When I was hand splitting, -10° F, it splits easy if it's green 

Like said, "It's all BTUs"


----------



## mywaynow (Apr 28, 2013)

It may be BTUs, but it is the only one that will ruin pants, jackets, gloves, and cake up your saws with sap.  Hate it.  Causes chimney fires too


----------



## Oldhippie (Apr 28, 2013)

I've got a bunch of big pines in my woodlot and this year, now that I'm getting rid of my 30 year old smoke dragon and putting in a Woodstock Fireview I'm going to start downing them and CSS in a separate set of stacks. They are so big the block the sun rise until late in the morning behind the house.
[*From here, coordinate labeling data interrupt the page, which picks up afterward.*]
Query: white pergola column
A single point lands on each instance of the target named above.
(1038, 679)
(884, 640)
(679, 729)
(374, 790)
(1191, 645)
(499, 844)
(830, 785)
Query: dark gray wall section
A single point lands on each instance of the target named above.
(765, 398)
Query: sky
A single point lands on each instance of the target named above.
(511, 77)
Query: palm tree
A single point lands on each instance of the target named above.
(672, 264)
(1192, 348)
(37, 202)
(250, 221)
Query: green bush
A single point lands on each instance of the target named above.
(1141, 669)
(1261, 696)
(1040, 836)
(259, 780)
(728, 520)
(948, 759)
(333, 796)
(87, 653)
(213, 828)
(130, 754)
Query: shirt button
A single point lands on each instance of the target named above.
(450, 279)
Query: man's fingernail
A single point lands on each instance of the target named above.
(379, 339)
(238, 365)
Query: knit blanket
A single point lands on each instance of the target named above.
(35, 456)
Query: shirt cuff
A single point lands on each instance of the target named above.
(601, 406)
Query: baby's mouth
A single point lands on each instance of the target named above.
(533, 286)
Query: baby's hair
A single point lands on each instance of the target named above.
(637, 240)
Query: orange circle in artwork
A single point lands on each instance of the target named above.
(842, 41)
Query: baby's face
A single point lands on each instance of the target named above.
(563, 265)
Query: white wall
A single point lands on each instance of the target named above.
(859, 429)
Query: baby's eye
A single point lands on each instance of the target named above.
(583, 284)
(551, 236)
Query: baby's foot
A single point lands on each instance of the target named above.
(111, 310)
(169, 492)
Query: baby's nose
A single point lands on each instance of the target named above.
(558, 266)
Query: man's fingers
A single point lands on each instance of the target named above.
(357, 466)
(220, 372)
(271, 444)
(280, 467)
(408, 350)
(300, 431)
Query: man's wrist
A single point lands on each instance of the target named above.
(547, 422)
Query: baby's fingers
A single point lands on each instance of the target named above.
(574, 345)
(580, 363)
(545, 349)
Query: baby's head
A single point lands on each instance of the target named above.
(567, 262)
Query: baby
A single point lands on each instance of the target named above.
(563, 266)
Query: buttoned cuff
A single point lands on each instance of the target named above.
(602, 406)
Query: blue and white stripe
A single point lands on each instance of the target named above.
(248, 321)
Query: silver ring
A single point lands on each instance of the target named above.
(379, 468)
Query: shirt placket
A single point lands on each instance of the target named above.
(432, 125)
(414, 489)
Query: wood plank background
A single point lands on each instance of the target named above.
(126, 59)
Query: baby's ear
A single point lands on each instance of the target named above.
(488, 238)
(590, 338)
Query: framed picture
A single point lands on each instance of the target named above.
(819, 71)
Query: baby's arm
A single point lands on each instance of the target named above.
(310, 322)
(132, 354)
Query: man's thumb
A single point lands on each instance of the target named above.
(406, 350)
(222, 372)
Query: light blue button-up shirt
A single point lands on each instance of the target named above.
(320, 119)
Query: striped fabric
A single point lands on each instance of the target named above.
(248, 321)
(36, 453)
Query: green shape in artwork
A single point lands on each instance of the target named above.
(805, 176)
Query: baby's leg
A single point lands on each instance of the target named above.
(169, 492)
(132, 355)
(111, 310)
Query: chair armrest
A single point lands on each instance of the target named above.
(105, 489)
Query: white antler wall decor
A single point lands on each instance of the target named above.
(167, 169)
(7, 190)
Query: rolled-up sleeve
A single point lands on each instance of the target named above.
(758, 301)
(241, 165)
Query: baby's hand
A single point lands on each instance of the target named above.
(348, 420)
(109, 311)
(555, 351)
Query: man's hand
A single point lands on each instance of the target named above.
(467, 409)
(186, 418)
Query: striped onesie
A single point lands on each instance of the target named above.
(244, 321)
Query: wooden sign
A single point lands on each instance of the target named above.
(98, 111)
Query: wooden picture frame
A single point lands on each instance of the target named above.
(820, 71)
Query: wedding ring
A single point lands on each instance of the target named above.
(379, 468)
When I started burning in the late 70s, the wisdom in New England was don't burn pine. Because back then all there were was smoke dragons and people would burn unseasoned and cranked way down at night. Of course chimney fires were routine with that combo. With EPA stoves that changes quite a bit and pine is fine, but yeah it is a PITA.


----------



## Wood Duck (Apr 28, 2013)

Pines that grow in the forest naturally self-prune; the lower branches fall off because they don't get enough sun. The trunks of those pines are easy to split. Pines (and other conifers) grown in  somebody's yard tend to hold their branches as the tree grows, and those can be a bear to split. I think the worst splitting wood I have ever had was a Norway Spruce with lots of branches.


----------



## Lumber-Jack (Apr 28, 2013)

Here in the interior of Southern BC we have two main types of pine, Ponderosa and Lodgepole. The Ponderosa can get very big, both tall and wide. They have very large heavy branches and correspondingly large knots, it is a real pain to split because of the knots.
Lodgpole on the other hand, has very thin weak branches and the trees grow very tall and the trunk doesn't get very wide at all, they are very easy to split because they don't have much in the way of knots. Lodgpole also has a much higher BTU rating compared to ponderosa pine, (21 vs 16). Dead lodgepole trees are way more abundant than dead ponderosa trees too, so the only ponderosa wood I have around here are some big rounds I use as chopping blocks.
I've never had a problem with sticky sap on pine, possibly because I don't cut live trees, so any sap may have dried up long ago. On the other hand, I stopped cutting douglas fir because of the sap mess, even on trees that have been dead for years and year.
Speaking of Douglas fir, we have our myths out West here too. Almost everybody here is convinced that Douglas fir makes better firewood than pine, but I have proven to myself that Lodgepole pine is a superior firewood on just about every level. BTU content, ease of processing, availability, aroma, and sap content.


----------



## Woody Stover (Apr 28, 2013)

mywaynow said:


> It may be BTUs, but it is the only one that will ruin pants, jackets, gloves, and cake up your saws with sap.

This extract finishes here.